Heißt das im Umkehrschluss, früher hat es so etwas auch gegeben, nur wurde man eben nicht dabei erwischt?
Das würde ich so nicht sagen. In meiner Amtszeit und meiner Umgebung, bei den Mitarbeitern, Kabinettschefs und Ministerkollegen, war so eine Wortwahl wie etwa über Mitterlehner nicht denkbar. Die Politik ist ein hartes Geschäft, es werden nicht nur Schmeicheleinheiten ausgetauscht, aber es ist ein Unterschied zwischen einer kämpferischen Sprache auf der einen Seite und einer bis an die Obszönität grenzende Wortwahl auf der anderen. Den Unterschied muss man kennen und auch einhalten.

Abgesehen von der Wortwahl offenbaren die Chats den klaren Plan, an die Macht zu kommen. Wie nehmen Sie das wahr?
Ich habe mich immer gewundert, warum von schwarzer ÖVP-Seite niemand für Mitterlehner Partei ergriffen hat. Eigentlich haben sie ihn den türkisen Wölfen überlassen.

Zuletzt haben Sie mit der Forderung überrascht, dass Türkis-Grün nach dem Rücktritt von Sebastian Kurz weiterarbeiten soll. Warum das?
Natürlich bin ich kein glühender Verehrer dieser Regierung, aber wir waren in einer einigermaßen risikoreichen Situation: ein Bundeskanzler, der über Nacht dazu bewegt wird, sein Amt zurückzulegen – und eine Opposition, die auslotet, ob ihr eine Regierungsbildung möglich ist. Das gehört alles zur Demokratie dazu, man kann von der Opposition nicht erwarten, dass sie ihre Hände in den Schoß legt und abwartet. Auf der anderen Seite ist diese Regierung aber in einer hohen Verantwortung, gerade was die Klimafrage, die Pandemie und nicht zuletzt die Wirtschaftspolitik betrifft. Man muss verlangen, dass sie diese Verantwortung auch weiter trägt.

Hatten Sie jemals ein längeres Gespräch mit Kurz?
Ein einziges Mal. Da wurde ich von ihm zu einem Mittagessen ins Bundeskanzleramt eingeladen, aber darüber gibt es nichts zu berichten.

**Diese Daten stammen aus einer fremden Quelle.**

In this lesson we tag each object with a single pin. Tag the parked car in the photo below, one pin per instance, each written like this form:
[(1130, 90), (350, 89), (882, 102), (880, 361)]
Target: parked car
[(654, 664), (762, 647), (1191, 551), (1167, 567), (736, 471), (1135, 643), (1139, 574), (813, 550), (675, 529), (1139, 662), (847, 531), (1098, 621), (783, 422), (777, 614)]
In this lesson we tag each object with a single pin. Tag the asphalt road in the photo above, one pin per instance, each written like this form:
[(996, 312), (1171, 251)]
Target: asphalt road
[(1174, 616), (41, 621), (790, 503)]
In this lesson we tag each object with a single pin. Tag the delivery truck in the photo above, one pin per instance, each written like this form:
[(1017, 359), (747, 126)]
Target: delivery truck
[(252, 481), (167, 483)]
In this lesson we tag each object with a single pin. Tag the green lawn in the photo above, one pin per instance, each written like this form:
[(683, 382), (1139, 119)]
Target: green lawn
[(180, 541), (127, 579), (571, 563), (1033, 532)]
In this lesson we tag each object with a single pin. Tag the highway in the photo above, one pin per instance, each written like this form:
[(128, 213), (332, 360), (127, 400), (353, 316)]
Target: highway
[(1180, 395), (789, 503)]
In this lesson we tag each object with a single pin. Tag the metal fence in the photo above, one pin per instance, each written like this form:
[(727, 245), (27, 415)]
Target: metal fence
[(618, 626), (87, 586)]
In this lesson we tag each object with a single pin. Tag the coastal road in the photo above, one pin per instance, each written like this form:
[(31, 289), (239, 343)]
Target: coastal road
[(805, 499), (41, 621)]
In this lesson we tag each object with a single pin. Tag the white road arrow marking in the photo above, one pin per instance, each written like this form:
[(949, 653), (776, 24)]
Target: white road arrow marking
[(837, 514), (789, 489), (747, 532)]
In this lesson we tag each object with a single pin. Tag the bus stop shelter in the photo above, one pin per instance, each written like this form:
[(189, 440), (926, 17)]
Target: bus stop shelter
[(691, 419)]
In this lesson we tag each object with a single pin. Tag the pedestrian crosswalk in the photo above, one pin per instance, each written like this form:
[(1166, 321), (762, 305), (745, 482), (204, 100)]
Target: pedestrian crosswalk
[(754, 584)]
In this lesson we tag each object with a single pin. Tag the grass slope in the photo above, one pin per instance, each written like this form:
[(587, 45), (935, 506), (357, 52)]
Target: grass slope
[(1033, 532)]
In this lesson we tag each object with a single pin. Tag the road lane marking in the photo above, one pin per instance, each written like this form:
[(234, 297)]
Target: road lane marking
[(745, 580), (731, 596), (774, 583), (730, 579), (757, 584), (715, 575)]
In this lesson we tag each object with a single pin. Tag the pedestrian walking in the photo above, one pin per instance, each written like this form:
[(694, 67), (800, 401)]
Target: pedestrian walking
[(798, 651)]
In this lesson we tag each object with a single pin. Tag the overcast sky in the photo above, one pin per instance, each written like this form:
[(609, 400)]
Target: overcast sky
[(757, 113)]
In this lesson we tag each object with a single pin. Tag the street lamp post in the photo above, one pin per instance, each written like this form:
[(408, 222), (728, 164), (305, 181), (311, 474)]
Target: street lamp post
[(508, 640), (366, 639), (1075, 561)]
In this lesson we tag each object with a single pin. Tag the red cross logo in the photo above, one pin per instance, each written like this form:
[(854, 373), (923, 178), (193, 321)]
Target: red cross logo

Sie haben Reinhold Mitterlehner angesprochen. Vertritt er die Haltung, die Sie meinen?
Mitterlehner hat sogar ein Buch mit dem Titel „Haltung“ geschrieben. Aus meiner Sicht hat er Haltung bewiesen. Selbst als er bereits zurückgetreten ist, danach über das Geschehene gesprochen hat und ihm daraufhin seine innerparteilichen Gegner noch Steine nachgeworfen haben, ist er von seiner Meinung nicht abgewichen.


Das Interview erschien am 4. November 2021 in der Wochenzeitung Die Furche.